Vive donc le Sénégal !

 

''Un baobab qui tombe, chasse dans le mouvement de sa chute, les oiseaux qui profitent de son ombre''

 

Douze ans après, nous sommes devant un suspense de la même densité dramatique. Revoilà donc Wade, non pas dans la posture de celui qui s'en va à la conquête du pouvoir mais plutôt dans celle d'un Diouf en 2000. En face de lui, un de ses ''fils'', issus de ses flancs, qui veut l'expédier à la retraite. Ainsi va l'histoire qu'elle est impitoyable avec ses enfants, surtout lorsqu'ils se prennent pour Icare et s'approchent trop près du soleil, en oubliant la terre ferme des réalités vécues.

 

En vérité, le président Abdoulaye Wade, un homme qui a traversé presque tout le siècle, est un des derniers Mohicans de sa race. Un homme qui était là lors de la première guerre mondiale, qui a vécu la seconde guerre, celle du Vietnam, qui s'est impliqué dans le violent processus de la décolonisation en Algérie, et qui a croisé, pendant 27 ans, le fer avec Senghor, puis un Diouf soutenu d'un bras de fer par l'Etat français, notamment par Chirac.

 

Quel que soit ce qui se passera au lendemain du 25 mars, on écrira donc l'histoire du Sénégal avec Wade.

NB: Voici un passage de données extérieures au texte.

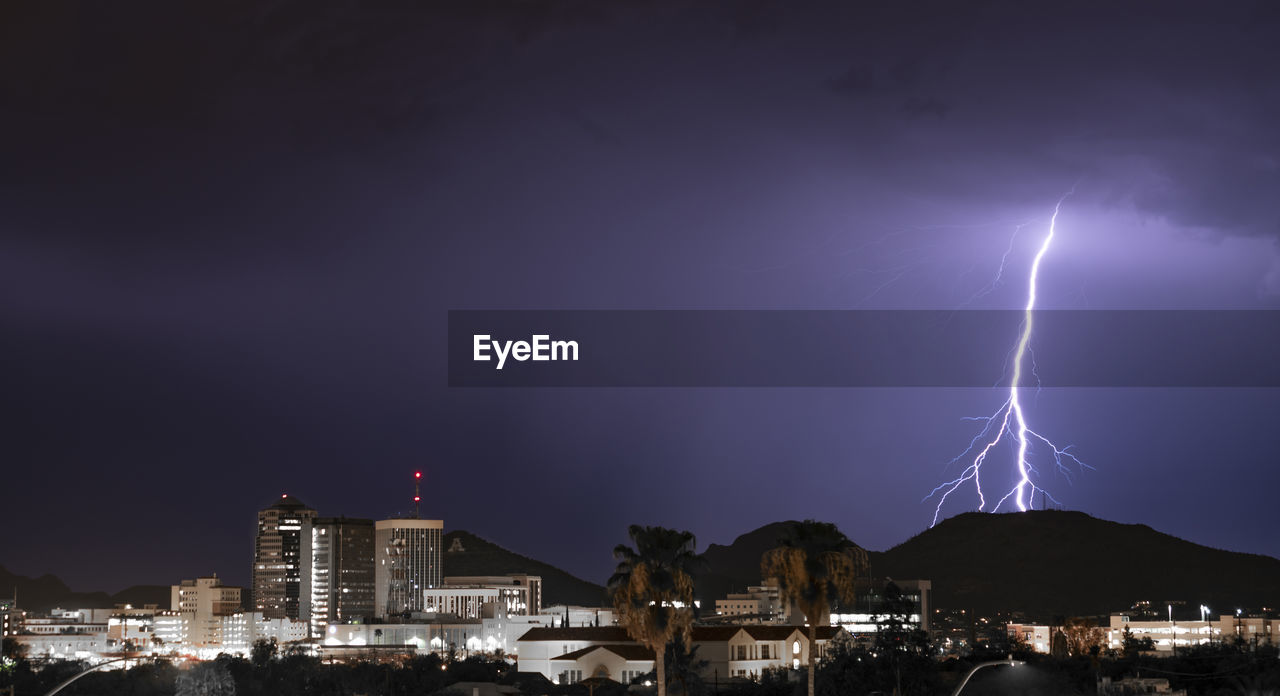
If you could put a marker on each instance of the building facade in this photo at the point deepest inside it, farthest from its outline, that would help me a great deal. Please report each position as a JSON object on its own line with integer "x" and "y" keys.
{"x": 406, "y": 563}
{"x": 342, "y": 571}
{"x": 531, "y": 585}
{"x": 201, "y": 607}
{"x": 282, "y": 561}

On retiendra l'image d'un homme endurant, combatif, qui a voulu marquer avec du béton et du goudron son passage à la magistrature suprême, mais aussi d'un homme qui aura oublié qu'il administrait non pas des sujets mais des citoyens. Si Me Wade tombe au soir du 25 mars, hypothèse fort probable, il le devra en grande partie à l'autisme dont il a fait montre dans les dernières années de son magistère ; écoutant plus ses courtisans que les citoyens qui l'ont porté au pouvoir. Il a fini par se métamorphoser en vieux roi africain, plutôt sensible aux éloges qu'au travail bien mené. Vieux roi qui n'a en vérité jamais éclairé la lanterne des Sénégalais sur ses véritables intentions relativement à la question de sa succession. Qui a voulu initier des Chantiers beaucoup plus pour sa gloire personnelle que pour l'intérêt du peuple. Pour tenace qu'il soit, pour visionnaire qu'il apparaît, il aura manqué de générosité vis-à-vis du peuple souverain qu'il a davantage cherché à manipuler, informer au sens basique du terme, pour lui donner, tel un Démiurge, l'image qu'il veut. C'est pourquoi nous pensons qu'il se sera à la fois trompé d'époque et de peuple. Il aura oublié que ceux qui n'avaient que huit ans en 2000, avaient maintenant l'âge de voter. Il aura oublié beaucoup d'autres choses, comme le fait que les Sénégalais ne regardent pas l'Est avant de glisser leur bulletin de vote dans l'urne. Que la conscience citoyenne, qui n'est pas un vain mot au Sénégal, avait atteint son point de maturation. Que le Président Wade l'ait oublié est sans doute une des plus grandes chances de Macky Sall, certes moins épais politiquement que son ex-mentor, mais d'une endurance et d'une patience qui en imposent. Il n'y a pas d'autre alternative pour le Président, puisque c'est lui qui a les cartes en mains, que de faire mieux que Diouf en 2000.

 

Nous ne sommes certainement pas issus de la cuisse de Jupiter, mais nous avons jusque-là évité les pièges de l'anarchie. Que le Mali, pays démocratique il y a une semaine régresse, au point de retourner 20 ans derrière, est la preuve que la formule sénégalaise est précieuse. Et c'est ce Sénégal-là qu'il faut justement protéger. Quel que soit le candidat qui va passer, il faut que nous Sénégalais continuons à nous regarder dans le miroir en restant fiers de nous-mêmes. Parce que nous aurons tout perdu, le jour où la fierté nous sera passée entre les doigts.

 

Vive donc le Sénégal !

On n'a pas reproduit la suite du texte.